The Affordable Care Act and data portability is forcing health care providers, and the vendors who service them, to accelerate development of tools that can handle an expected deluge of data and information about patients, providers and outcomes.

The volume of data is daunting - so are concerns about interoperability, security and the ability to adapt rapidly to the lessons in the data, writes Dana Gardner at Big Data Journal.

That is why Boundaryless Information Flow, Open Platform 3.0 adaptation, and security for the healthcare industry are headline topics for The Open Group’s upcoming event, Enabling Boundaryless Information Flow on July 21 and 22 in Boston, he notes.

Solving the issue will take a combination of enterprise architecture, communication and collaboration among healthcare ecosystem players. It's no secret that Collaboration and Participation are the big missing puzzles in the Science 2.0 mission.

What about informed consent in a world where, if estimates are correct, 90 percent of the world's data has been generated in the last two years? Has it become meaningless? Joe McNamee, executive director at European Digital Rights (EDRi) and Alex ‘Sandy’ Pentland, academic director of the MIT-Harvard-ODI Big Data and People Project, are having that discussion at debates.europeanvoice.com.

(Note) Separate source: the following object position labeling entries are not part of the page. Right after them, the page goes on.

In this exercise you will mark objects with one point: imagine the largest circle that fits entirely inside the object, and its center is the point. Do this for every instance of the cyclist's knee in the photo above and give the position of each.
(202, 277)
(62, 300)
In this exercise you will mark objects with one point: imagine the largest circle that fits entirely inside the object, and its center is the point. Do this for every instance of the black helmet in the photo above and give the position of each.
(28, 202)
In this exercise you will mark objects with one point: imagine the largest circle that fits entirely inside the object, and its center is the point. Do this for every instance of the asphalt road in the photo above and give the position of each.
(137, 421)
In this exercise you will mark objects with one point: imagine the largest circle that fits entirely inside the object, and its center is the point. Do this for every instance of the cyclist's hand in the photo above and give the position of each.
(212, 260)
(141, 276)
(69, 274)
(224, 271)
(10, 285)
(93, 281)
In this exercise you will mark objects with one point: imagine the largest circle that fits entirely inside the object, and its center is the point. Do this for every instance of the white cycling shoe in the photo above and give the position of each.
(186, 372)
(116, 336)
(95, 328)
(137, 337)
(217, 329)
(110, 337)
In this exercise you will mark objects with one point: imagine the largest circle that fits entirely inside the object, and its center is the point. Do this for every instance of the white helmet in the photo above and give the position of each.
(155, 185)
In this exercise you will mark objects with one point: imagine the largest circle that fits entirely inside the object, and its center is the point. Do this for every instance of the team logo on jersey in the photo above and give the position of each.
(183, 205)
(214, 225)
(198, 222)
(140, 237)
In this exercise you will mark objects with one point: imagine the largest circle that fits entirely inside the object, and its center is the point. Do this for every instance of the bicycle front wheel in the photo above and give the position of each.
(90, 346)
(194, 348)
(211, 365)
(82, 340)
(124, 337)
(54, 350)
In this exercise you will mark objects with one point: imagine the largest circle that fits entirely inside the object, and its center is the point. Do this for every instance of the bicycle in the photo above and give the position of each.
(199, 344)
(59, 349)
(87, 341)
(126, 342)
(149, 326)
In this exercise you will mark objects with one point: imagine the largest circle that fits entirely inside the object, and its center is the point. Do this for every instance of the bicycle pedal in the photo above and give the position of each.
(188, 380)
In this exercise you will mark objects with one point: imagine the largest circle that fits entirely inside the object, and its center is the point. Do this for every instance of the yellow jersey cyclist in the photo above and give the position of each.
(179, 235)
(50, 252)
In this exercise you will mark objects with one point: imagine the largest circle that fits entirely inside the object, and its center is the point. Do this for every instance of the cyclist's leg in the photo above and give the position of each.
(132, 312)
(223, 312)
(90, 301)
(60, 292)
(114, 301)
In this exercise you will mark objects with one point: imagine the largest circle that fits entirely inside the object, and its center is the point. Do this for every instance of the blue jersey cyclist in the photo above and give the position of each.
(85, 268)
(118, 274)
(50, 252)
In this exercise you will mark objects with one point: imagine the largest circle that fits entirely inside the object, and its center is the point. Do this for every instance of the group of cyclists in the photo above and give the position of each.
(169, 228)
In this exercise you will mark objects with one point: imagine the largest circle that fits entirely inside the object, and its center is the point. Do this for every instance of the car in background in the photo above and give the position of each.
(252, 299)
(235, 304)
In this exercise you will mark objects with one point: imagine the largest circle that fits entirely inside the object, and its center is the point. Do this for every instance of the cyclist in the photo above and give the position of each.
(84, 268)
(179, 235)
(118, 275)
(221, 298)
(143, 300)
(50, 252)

The discussion is happening in the context of a Facebook emotional manipulation study published by Proceedings of the National Academy of Sciences. The authors, from both academia and Facebook’s data science team, subtly changed almost 700,000 people’s Facebook feeds to produce slightly more or less emotional content to see how it would affect what users posted.

Nigel Shadbolt, Professor of artificial intelligence at the University of Southampton, sees the upside and likens it to the agricultural revolution. Sure, some worried there would be a boom and bust and mass starvation - that is why the phrase Malthusian is still with us today - but that never happened. America alone produces enough food to feed the world now. Data, and therefore the science that needs to manage larger volumes of data, have the same potential.

Software-Defined Storage may be part of that infrastructure. Traditional file- and block-level storage have gotten us to where we are but the future of Science 2.0 may be in object stores and software-defined storage mechanisms and new “data-defined” storage techniques.

File-level storage works well with traditional structured data, such as hard drives but as data volumes increased, many customers found success using block-level storage, where data volumes are virtualized across groups of devices that make up a storage area network. 
Object-based storage mechanisms, which break data away from the file-based hierarchies and assigning the object a unique identifier and stores complete the virtualization of data from the underlying storage device, could enabling scalability that is theoretically unlimited.

Since object stores typically run on clusters of commodity hardware–as opposed to proprietary appliances with the big-name SANs–they bring big cost benefits to the equation.